The beautiful city of Galway in the West of Ireland is not only known for its characteristic landscape and for the friendliness of its people; it is also regarded as one of the most artistically vibrant cities in the country. The Galway Jazz Festival (GJF) is fast becoming a highlight cultural event of Galway’s calendar year and a reference point for the burgeoning Irish jazz scene, with its constantly growing program packed with a wide range of exciting happenings in a wide range of venues – from small cafés to bookstores to big theaters and beyond – and a roster of great artists and various guests both local and international.

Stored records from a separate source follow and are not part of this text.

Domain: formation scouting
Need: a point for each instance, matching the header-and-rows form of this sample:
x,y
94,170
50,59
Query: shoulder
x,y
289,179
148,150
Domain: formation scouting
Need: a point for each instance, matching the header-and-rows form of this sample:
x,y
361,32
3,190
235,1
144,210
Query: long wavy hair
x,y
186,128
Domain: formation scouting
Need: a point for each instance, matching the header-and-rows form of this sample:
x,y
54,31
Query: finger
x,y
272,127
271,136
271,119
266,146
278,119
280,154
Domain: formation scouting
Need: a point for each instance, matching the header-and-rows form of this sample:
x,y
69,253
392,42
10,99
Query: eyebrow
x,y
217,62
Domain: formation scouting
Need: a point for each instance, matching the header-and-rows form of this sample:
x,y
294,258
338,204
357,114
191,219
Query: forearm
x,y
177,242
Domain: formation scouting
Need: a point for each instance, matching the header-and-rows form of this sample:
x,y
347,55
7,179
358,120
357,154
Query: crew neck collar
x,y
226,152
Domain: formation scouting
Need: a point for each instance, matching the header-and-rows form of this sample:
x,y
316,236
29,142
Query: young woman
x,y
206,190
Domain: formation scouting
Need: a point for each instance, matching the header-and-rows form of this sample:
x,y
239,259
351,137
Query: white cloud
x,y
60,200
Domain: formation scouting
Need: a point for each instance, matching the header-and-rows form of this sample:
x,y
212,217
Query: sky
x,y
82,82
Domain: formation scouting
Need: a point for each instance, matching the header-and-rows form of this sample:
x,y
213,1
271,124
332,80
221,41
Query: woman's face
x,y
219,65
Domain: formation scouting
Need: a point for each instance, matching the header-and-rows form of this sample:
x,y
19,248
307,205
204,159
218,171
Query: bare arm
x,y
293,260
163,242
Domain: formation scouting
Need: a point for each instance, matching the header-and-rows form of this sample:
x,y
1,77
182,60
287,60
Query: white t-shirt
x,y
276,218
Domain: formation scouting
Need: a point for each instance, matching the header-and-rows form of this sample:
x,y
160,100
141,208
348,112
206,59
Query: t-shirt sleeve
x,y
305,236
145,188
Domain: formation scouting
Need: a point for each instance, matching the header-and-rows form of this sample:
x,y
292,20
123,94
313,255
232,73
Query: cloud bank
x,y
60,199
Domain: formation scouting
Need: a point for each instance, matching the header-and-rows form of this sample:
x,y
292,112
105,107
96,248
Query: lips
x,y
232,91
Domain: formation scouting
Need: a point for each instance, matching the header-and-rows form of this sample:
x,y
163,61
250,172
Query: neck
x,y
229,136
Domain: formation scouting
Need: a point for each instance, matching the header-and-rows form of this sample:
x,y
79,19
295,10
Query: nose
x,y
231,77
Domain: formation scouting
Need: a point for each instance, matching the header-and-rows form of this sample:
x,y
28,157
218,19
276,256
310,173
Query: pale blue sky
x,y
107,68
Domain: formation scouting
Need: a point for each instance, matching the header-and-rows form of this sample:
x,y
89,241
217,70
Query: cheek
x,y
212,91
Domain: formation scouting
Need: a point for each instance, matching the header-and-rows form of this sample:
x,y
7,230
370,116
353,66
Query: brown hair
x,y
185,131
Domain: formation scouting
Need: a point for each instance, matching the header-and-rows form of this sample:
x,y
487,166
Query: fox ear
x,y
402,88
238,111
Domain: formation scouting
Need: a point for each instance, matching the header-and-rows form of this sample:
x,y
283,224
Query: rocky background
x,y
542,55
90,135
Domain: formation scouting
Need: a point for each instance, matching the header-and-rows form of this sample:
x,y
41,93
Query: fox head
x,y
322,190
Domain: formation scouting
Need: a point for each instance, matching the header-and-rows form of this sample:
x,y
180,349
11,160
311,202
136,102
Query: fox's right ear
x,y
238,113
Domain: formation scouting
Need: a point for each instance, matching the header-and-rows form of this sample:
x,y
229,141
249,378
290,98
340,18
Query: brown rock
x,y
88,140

The GJF kicked things off yesterday, October 2, and will run through October 6. The program of Day 1 provided a taste of what’s to come with a concert by Cork-born pianist/composer Cormac McCarthy and his trio at a packed Blue Note; a screening of Hugo Berkeley’s documentary, The Jazz Ambassadors, at Galway’s brand new arthouse cinema, Palás; and In Flow, the unique immersive performance combining the otherworldly sounds of the Javanese Gamelan, improvisation and visuals, which guitarist/composer/facilitator Aengus Hacket talked to us about when we interviewed him a few weeks ago.

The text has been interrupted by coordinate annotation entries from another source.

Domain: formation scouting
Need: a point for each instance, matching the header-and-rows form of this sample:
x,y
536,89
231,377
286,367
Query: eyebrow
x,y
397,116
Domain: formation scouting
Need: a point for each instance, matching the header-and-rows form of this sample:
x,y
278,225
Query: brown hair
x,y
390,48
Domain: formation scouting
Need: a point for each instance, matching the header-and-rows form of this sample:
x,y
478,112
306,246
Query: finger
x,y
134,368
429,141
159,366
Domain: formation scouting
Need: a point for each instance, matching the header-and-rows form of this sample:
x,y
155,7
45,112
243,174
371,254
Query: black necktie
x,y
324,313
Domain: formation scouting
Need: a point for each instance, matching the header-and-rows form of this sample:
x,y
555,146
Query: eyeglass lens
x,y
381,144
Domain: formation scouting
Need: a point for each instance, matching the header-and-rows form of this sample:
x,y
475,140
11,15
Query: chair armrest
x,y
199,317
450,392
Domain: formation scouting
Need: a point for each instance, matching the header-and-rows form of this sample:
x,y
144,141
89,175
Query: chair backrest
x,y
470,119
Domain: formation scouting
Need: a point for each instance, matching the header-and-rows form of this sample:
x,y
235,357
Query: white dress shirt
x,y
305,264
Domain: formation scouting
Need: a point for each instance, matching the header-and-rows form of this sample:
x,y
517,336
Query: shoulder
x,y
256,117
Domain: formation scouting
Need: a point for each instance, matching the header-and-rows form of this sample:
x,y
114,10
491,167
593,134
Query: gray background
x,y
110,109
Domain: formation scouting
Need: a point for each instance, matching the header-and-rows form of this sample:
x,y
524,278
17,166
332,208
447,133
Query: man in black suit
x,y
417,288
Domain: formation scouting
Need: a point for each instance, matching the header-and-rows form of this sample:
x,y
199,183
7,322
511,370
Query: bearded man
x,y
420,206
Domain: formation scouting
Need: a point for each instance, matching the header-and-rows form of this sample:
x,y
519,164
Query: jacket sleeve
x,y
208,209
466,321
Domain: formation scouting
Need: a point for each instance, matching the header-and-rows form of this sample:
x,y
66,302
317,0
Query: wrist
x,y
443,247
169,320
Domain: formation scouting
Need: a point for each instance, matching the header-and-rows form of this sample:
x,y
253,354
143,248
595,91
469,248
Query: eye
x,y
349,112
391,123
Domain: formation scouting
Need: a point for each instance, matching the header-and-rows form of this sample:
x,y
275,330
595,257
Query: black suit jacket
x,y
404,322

Jazz is notoriously music of expression and communication and this year, the GJF decided to honor that tradition by making it a core mission to raise awareness about the fragility of our environment and the importance of its protection. “We’ve always been very aware of it,” tells us festival director Ellen Cranitch, “but this year, we just thought we’d be going hell for leather. We’ve really pulled out all the stops to make the festival as carbon neutral and environmentally friendly as possible and have shaped our program around this central theme.”

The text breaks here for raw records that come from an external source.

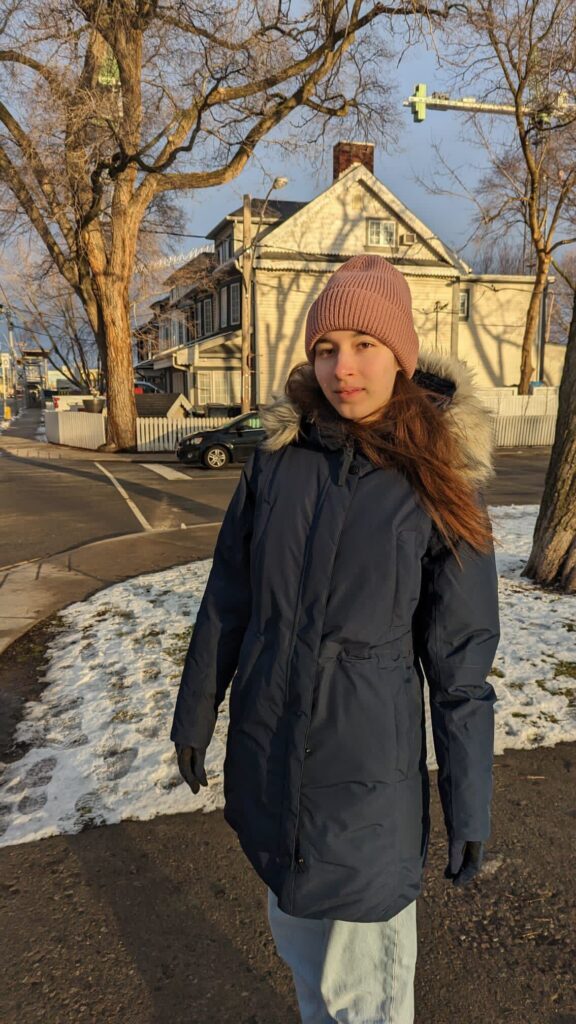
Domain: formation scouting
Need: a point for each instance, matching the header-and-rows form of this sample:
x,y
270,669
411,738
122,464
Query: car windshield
x,y
246,420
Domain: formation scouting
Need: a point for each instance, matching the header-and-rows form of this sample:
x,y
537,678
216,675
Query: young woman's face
x,y
356,373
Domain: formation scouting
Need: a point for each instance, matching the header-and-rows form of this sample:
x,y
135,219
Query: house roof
x,y
159,404
360,173
191,271
276,210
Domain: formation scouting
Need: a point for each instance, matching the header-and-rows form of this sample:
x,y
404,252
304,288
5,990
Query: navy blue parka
x,y
331,601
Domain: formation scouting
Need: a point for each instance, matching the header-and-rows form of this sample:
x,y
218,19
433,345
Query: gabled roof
x,y
358,173
161,404
276,210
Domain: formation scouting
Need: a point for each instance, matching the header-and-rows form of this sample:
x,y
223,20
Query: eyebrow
x,y
328,341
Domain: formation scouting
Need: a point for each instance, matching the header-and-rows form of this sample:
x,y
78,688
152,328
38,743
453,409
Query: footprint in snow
x,y
116,764
40,773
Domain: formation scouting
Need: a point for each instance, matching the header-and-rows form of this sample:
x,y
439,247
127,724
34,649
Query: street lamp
x,y
247,267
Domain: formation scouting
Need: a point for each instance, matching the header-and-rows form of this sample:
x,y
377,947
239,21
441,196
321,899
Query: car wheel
x,y
215,457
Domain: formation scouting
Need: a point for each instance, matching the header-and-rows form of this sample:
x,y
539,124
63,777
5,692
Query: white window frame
x,y
223,307
203,386
464,306
235,304
207,316
374,238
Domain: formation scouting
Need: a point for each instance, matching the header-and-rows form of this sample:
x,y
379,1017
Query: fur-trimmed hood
x,y
451,378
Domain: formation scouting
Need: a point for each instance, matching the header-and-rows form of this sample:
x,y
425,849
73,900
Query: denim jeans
x,y
350,972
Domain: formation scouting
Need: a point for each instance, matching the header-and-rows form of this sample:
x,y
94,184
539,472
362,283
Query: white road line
x,y
133,508
165,471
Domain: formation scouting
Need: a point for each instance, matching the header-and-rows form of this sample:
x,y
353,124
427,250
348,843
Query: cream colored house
x,y
478,317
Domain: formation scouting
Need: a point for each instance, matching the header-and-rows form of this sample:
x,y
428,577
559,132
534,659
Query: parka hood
x,y
450,378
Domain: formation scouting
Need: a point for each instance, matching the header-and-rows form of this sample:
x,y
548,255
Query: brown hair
x,y
411,435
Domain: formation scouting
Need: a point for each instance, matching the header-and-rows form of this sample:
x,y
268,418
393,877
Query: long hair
x,y
413,436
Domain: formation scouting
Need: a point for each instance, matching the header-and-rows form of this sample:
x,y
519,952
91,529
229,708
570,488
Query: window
x,y
203,386
207,316
181,338
235,303
381,232
464,304
223,306
223,250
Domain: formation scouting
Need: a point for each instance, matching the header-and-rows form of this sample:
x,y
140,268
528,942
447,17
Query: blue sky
x,y
397,166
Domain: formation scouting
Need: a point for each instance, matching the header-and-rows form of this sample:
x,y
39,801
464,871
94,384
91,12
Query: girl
x,y
355,562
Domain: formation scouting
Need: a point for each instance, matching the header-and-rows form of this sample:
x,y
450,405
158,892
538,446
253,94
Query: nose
x,y
343,366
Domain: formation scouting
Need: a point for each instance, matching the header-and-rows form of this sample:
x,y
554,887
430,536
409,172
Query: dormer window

The decision to carry this particular theme is what led to three commissions. The first, Saoirse (which translates from the Irish language as “freedom”) is a new work by singer/composer Lauren Kinsella, inspired by the Connemara style of sean-nós singing. The second, Roxy’s Head is Melted, is a piece based on activist Greta Thunberg that finds actor/writer Donal O’Kelly blending jazz, theater and spoken word. The third is Bog Bodies, a collaboration between drummer Sean Carpio, multi-instrumentalist Robert Stillman and singer Andres Holst inspired by the sounds and landscape of Connemara.
“All of these three key commissions have been responsive to either the environment or the countryside in which we live,” explains Cranitch, who also highlights, among other events, a planting ceremony that will take place towards the end of the festival in the over-1000 years old graveyard of the St. Nicholas Church. “They’ve given us a small section of that to plant up with pollinating plants. We’re calling the planting ceremony Art of the Tree-O, where we’ll be inviting the audience to come along, plant a bulb or shrub. And then there’s going to be a little gig after it.”
Other artists scheduled to perform at the GJF throughout the next few days include Norwegian fiddle player Nils Økland, pianists Kaya Draksler and Eve Risser in a duet performance and more. Also worth mentioning is the festival’s educational strand, with workshops that, as Cranitch puts it, help “build audiences for the future and introduce people to jazz and improvised music, so they can find their own voices, which I think is really important for young people.”